Crying for the money

Claude Monet- Yellow Irises detail 1If a man for money criesClaude Monet- Yellow Irises detail 2
cry not when his father dies
It is proof that he would rather
have the money than his father.

This has been bothering me. Even if the original is a mockery of Lopez de Vega rather than a serious point, I have cried far more passionately over my father’s loss of money than over his death.

£60,000, or £10,000, as soon as the executry was complete, would give me choices which I do not now have. That my father could be conned out of £50,000 last year was bad enough; that he could be conned out of another £50,000 by practically the same con, after he appeared to see that he had been conned before; that after he appeared to see that the second con was a fraud, he could scrape together £2000 to give to the same people this Summer; that his wife, and my sister who lives ten miles away could not protect him from this; that I could not, because I was so far away and because of how I was with his wife; that we and hundreds of others conned in the same way could tell the police of the particular con-men, and those con-men could continue to operate with impunity from the same addresses and telephone numbers-

makes me weep, passionately, abandonedly, repeatedly- for my failure to control my world, and my loss of the money. Whereas at his funeral my weeping was a happy grief, with delight at his beauty and vivacity-

Is this next bit brutal and dark? I don’t know.

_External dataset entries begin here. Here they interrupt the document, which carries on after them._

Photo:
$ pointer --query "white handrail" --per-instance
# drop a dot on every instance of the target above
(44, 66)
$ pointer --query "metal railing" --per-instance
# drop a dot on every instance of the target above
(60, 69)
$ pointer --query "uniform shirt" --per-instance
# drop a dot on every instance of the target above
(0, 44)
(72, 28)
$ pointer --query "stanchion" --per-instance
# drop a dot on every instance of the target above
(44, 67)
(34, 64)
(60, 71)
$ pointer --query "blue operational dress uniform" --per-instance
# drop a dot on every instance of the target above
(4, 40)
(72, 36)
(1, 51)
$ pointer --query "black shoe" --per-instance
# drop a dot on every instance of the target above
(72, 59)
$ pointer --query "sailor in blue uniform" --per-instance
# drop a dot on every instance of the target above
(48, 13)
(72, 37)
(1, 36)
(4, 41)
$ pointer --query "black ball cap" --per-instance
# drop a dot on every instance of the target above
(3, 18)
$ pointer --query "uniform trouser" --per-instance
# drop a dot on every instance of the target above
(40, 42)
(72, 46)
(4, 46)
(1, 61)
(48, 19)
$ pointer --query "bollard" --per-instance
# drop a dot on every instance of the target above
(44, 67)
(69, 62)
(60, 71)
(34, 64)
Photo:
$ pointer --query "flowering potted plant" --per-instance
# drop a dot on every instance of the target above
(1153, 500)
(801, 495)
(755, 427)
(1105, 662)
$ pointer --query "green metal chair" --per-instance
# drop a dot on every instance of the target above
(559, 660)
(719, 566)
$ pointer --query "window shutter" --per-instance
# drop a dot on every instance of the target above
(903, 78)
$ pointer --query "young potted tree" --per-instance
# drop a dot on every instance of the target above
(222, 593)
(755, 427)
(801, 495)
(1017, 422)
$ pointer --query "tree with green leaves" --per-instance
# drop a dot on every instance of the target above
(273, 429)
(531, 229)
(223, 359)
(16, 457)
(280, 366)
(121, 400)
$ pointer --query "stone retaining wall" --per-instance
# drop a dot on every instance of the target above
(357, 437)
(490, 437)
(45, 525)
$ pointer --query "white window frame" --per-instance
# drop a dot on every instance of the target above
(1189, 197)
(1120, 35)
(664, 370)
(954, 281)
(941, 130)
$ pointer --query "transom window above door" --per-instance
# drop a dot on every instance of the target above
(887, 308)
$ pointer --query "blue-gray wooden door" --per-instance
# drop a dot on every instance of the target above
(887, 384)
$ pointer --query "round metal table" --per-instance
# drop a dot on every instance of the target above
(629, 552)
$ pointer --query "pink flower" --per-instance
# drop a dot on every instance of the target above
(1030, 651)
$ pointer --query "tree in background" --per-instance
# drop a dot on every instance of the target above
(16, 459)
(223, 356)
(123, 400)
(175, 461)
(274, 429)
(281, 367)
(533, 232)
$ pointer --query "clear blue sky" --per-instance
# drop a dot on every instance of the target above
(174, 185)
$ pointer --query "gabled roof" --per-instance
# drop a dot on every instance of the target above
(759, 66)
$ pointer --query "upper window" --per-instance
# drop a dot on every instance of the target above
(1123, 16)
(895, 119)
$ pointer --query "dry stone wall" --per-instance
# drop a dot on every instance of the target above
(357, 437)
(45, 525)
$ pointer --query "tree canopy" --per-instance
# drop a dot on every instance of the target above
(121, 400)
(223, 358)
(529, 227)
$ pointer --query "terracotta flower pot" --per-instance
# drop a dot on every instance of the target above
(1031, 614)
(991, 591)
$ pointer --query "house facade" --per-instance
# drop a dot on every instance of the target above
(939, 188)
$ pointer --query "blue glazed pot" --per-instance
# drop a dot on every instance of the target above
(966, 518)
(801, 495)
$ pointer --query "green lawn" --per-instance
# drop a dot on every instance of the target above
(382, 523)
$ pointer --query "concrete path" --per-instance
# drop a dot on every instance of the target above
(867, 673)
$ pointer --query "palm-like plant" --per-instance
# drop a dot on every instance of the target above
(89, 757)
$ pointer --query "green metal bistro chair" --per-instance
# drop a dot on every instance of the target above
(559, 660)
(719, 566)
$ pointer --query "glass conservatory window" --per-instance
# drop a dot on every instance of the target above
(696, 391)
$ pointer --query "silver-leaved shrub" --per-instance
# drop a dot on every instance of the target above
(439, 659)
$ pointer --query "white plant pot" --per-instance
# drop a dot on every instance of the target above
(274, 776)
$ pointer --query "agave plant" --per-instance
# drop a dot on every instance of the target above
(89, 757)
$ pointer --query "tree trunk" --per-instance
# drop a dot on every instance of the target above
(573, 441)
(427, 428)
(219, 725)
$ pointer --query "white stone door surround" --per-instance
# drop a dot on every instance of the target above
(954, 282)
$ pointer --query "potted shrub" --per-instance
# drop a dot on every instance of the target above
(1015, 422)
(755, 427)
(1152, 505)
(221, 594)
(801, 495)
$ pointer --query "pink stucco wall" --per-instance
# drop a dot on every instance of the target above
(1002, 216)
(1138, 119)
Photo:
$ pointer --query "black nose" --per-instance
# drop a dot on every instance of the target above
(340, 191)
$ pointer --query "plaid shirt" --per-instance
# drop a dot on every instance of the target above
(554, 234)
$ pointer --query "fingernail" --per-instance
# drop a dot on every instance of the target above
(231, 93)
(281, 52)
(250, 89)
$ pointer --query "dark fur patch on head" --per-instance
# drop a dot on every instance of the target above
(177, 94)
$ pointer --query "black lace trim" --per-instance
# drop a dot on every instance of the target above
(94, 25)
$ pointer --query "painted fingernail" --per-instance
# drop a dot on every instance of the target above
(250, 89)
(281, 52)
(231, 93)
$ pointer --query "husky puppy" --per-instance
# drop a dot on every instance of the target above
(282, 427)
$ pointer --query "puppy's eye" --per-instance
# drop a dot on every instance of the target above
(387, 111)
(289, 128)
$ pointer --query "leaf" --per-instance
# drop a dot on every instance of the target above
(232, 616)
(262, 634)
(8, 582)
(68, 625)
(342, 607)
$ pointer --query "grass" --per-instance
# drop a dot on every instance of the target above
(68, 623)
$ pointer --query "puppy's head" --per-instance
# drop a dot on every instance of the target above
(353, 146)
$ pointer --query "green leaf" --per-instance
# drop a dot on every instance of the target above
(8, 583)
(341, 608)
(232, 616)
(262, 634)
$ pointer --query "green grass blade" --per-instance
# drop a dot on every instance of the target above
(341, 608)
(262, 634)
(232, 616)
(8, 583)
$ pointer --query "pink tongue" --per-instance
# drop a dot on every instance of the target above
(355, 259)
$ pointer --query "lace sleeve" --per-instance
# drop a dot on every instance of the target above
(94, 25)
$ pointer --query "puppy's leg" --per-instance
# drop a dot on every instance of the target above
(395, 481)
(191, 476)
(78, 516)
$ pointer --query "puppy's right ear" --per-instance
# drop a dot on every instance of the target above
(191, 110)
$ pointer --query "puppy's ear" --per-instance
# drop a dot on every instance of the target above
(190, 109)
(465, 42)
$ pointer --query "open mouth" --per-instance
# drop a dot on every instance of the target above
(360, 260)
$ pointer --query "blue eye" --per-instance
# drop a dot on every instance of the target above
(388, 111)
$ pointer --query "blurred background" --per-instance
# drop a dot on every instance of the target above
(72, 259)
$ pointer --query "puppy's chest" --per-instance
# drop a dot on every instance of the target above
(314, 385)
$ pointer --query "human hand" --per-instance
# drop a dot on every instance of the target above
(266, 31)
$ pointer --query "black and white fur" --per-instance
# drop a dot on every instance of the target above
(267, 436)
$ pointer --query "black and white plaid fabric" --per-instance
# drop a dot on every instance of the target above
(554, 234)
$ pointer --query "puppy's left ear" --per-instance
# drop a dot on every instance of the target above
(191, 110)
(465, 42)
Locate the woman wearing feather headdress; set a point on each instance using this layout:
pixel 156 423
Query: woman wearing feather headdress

At 88, his physical and mental powers were greatly reduced. He needed no carers, and took some part in the housework, but did not go out a lot. He had stopped going to the church, or the dancing. People visiting made his social life, and I am unclear about how much there was of that. He has ceased to be a source of worry for me. In part the worry was that he would be unhappy or weary or frightened or deluded, and I and others could not alleviate that.

In dying, he has ceased to be this vulnerable old man, and become- himself, the whole of him over his whole life. In that sense his life is Eternal, outside time. I have memories, of gifts and achievements, and his real regrets are outweighed by his consolations and mine.

The images are extracts from Yellow Irises by Claude Monet.

2 thoughts on “Crying for the money

  1. Dear Clare

    I believe in you, and I do believe you are not weeping over money, though perhaps you feel sorrow for a man so easily and brutally conned.

    I believe you are weeping for the loss of opportunities that money affords. It is not comfortable being poor, and to have fought so valiantly and to find oneself still poor, is painful. You have the right to a good job, to respect and to the aspirations that others take for granted, yet even among those you call friends, you have encountered disbelief, prejudice and unkindness. That you have had the chance of a few choices taken from you is sad. For that, I would weep too.

    Not that I feel sorry for you. It is not that at all. But, as someone who readily identifies with the various cruelties of poverty, I do empathise. Weeping is probably a proportionate response, here, for lots of reasons.

    You understand me, I believe; and I hope that you know that I love you, so I hope you will not find me patronising. To me you are a blessed light. Your weeping makes you brighter. Thank you for the yellow flowers.


    • I understand you, I think. I do not find you patronising.

      At Christmas 2000, I went home to my father for Christmas, and we started our Christmas dinner about 2pm with a wine box. At 2am, the wine box was finished and we had feasted then grazed and sorted all the problems of the world. I had a father in high middle age, with a lively enquiring mind.

      Since then he has slowly faded away, and now he is gone- and I feel to a great extent I had done my mourning before he died, and accepted my loss, and now I have beautiful memories and lasting love.